Shortly thereafter, however, things took a marked turn for the worse with the death of Rembrandt’s first wife, Saskia van Uylenburgh, in 1642. Whether from grief or other external pressures, Rembrandt’s productivity suddenly dropped off. He took out substantial loans, beginning, for the first time, to underwrite his debts with promises for future commissions, simultaneously exacerbating his fiscal burden and multiplying his artistic obligations. The cycle repeated. The noose tightened. By 1655, Rembrandt was all but broke. In a last-ditch effort to save his home from the hands of his creditors, he arranged to transfer the mortgage to his only son, 14-year-old Titus van Rijn. The gambit failed. The house was sold; his possessions auctioned for pennies. Though his artistic career was far from over, the artist would never fully recover.

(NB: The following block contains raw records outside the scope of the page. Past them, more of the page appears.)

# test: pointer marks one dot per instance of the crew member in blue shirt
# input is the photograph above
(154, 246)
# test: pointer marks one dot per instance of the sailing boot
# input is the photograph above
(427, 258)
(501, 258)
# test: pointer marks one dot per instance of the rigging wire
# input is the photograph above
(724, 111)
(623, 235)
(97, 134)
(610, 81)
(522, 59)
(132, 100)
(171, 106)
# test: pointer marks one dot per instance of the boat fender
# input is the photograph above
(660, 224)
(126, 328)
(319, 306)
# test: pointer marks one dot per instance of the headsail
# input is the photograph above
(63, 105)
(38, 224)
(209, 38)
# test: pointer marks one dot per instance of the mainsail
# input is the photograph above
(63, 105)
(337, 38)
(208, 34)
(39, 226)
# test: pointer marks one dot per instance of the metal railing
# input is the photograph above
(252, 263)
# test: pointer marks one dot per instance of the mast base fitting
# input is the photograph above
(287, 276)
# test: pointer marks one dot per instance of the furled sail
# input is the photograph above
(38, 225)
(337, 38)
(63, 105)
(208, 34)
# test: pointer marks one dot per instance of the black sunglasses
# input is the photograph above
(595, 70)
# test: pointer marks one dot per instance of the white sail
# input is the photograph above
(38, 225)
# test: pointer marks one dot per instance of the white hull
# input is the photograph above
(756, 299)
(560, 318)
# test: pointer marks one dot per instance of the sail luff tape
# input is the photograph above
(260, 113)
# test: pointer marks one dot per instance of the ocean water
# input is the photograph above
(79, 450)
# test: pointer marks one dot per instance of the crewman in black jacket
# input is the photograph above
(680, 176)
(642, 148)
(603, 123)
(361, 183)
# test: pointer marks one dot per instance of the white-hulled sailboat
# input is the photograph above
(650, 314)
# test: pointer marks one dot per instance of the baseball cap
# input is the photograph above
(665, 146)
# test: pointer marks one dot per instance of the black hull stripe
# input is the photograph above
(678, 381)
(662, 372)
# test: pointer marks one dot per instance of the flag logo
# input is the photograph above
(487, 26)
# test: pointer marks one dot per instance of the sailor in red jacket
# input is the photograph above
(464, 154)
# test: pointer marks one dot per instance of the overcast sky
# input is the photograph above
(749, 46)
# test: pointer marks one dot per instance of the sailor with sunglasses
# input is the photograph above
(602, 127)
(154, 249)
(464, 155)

The legacy he leaves behind
Rembrandt was an artist who revelled in the superabundance of earthly life. He found it everywhere he looked. “His sketchbooks reveal much of what inspired him,” says Rosalind Ormiston, author of Rembrandt: His Life & Works in 500 Images and the forthcoming Vermeer and the Dutch Masters. “His drawings feature passers-by that Rembrandt spotted in the street; scenes from the outskirts of Amsterdam; country lanes; trees; nearby cottages—everything about the Dutch world around him.” Rembrandt’s insatiable fascination was hardly limited to his sketches. When city officials arrived at his home in 1656 to conduct an inventory of his now-bankrupt estate, they stumbled upon a cornucopia of curiosities: four flayed arms and legs; a set of Javanese shadow puppets; 47 specimens of land and sea animals; “a quantity” of antlers; a box of minerals; a wooden trumpet. In the words of Schama, this eclectic compendium was not quite “an Olympus of junk,” but certainly “something more than a magpie’s nest.”
Yet there was also a side of Rembrandt that was decidedly more gritty; more visceral. “From the beginning he was profoundly drawn to ruin; the poetry of imperfection,” Schama elaborates. “He enjoyed tracing the marks left by the bite of worldly experience.” As an artist, Rembrandt gloried in illuminating the very real facets of human life often shielded from the public imagination. Perhaps most flagrantly, a number of his sketches feature an exactingly rendered scene of incontinence, whether by a man, woman, infant, or animal. His depiction of the homeless, too—at a time of great moral disdain for those living at the margins of society—is similarly unstinting; fueled, no doubt, by the same urge to render life in all its unmitigated vitality.
This defining approach and mentality is at the heart of all of Rembrandt’s most enduring work, though nowhere more so than in his self-portraits. Over the course of his artistic career Rembrandt would distinguish himself by painting his own likeness dozens of times, bequeathing, through these works, far and away the most comprehensive surviving record of his life. Today, these pieces offer our clearest window into the painter’s soul. We see Rembrandt as a young and enterprising upstart; a surly would-be aristocrat; a pallid, weary elder crushed beneath the weight of his own hubris.
Like perhaps no one else, Rembrandt relished the brutal honesty of the mirror, captivated, always, by his own capricious nature. It would prove to be his most enduring muse. “He introduces himself to us in every stage of his life,” Ormiston tells Artsy. “To view these portraits now is a unique experience—one that brings us closer to him, to his family, to his patrons, and ultimately to ourselves.”